Enregistré par John Kiehl au studio Normandy Sound. Mixé aux Soundtrack Studios.

Design : Holly Anderson et Mission of Burma.

line up

Clint Conley (basse, voix), Roger Miller (guitare, voix, piano, trompette, percussion), Peter Prescott (batterie, voix, percussions), Martin Swope (bandes)

chronique

Oui : cette pochette est belle, ces fleurs sont magnifiques – enchanteresses, diraient les vieux doux poètes. Et dessous, dans les sillons ? Tout de suite : ça pète ! Cois, les poètes (pouet) s'en vont la mèche basse. Comme toujours – comme sur les deux courts disques d'avant – Mission of Burma jouent le contraste, s'amusent à semer des indices et des fausses pistes. Jouent au « rien de particulier » pour infiltrer leur climat spécial, balancer massif et franc en même temps que coups-fourrés.

Et puis oui, tiens : cette musique est belle aussi. Et cette image, si on s'y penche, quand on s'attarde sur les détails, lui colle parfaitement. Parce que ces fleurs, au vrai, sont des liserons – n'importe quel jardinier vous le dira, c'est envahissant, le liseron, à mal surveiller comment ça pousse, ça bouffe en un rien de temps tout l'espace.

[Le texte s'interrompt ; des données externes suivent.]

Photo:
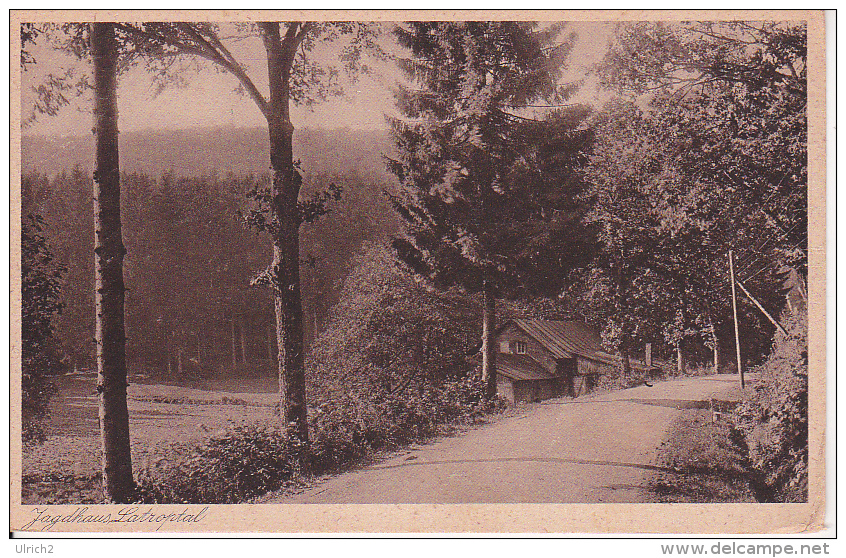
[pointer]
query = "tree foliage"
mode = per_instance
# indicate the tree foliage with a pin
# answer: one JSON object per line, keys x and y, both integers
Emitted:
{"x": 712, "y": 158}
{"x": 738, "y": 90}
{"x": 478, "y": 177}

C'est ambigu – parce que ça fait des plates-bandes merveilleuses mais en même temps ça s'évade, dépasse les bords, étouffe tout le reste, les espèces. Et là-dessous, vous avez remarqué ? Le grillage où ça s'accroche ? Le genre qui enserre les propriétés d'habitants pointilleux ou les camps militaires – « no trespassing » écrit en gros sur le panneau, en rouge, avec dans les deux cas risque de finir tiré à vue, si l'on s'abstient de prendre au sérieux l'avertissement.

Cette musique est belle parce que son tramage est tendu, tordu, vrillé solide. Et que ce qui s'y tisse d'organique a cet aspect, cette qualité de vie sauvage et fragile, couleurs nettes ou nuances, contrastes, textures veloutées ou d'oxydes déchiquetés, dentelés. Mission of Burma savent déployer des plages presque statiques, trompeusement, gravement apaisées, désormais (Trem Two, ce crépuscule en feu couvé). Le groupe, depuis toujours, sait découper ses mélodies, ses matières, et plus que jamais les assembler en scènes, paquets, machines, corps perçants, aiguisés, lourds. Les types, comme dit l'une des plages, ont, encore plus « appris comment », dans l'empirique, sur scène, en studio – labos et terrains cabossés. Avec tout ce qui leur passait à portée – post-punk pas encore froid (ou pas encore réchauffé, re-chauffé) piqué aux Anglais, hardcore à peine naissant (ils seront pour nombre de groupes ainsi étiquetés – pas des moindres et plutôt de ceux pour qui ça ne voudra pas dire « cavalcade bourrines sans rien d'autres » – une influence patente et avouée), pop désossée/remontée, riffs rock pareillement démantibulés/emboîtés... (Every Raw Material/At hand...). Martin Swope se mêle plus que jamais de désaxer les morceaux – trouant le son déjà retors des guitares, injectant dans les parties noise jouées en direct des bouts de riffs et d'impros-éclairs, de cabrements repris, étalés, étendus, condensés, autrement pliés, répartis. Ça donne parfois contre toute attente encore plus d'accroche aux chansons – ces sons qui piquent le haut du spectre, sur Weatherbox, et qui rendent la chose encore plus évidente là où le procédé devrait, en toute logique, la saboter. Ça les renverse, d'autres coups, dans un indéfinissable malaise, l'impression que quelque chose se brouille alors que tout est solide et net – Secrets, dès l'ouverture, avec sa batterie démontée, éparpillée, empilée par l'enregistrement que Swope rejoue « par-dessus » ou derrière les autres. (« Au milieu » serait sans-doute plus juste, tant ça déboule comme dans un jeu de quilles). C'est parfait de bout en bout, au vrai – ce déséquilibre entretenu comme la meilleure façon de se tenir droit, de se rouler sous les lignes pour échapper aux saisies, saisissements, de sauter les fossés en calculant que bien-sûr, la poussée permettra de franchir.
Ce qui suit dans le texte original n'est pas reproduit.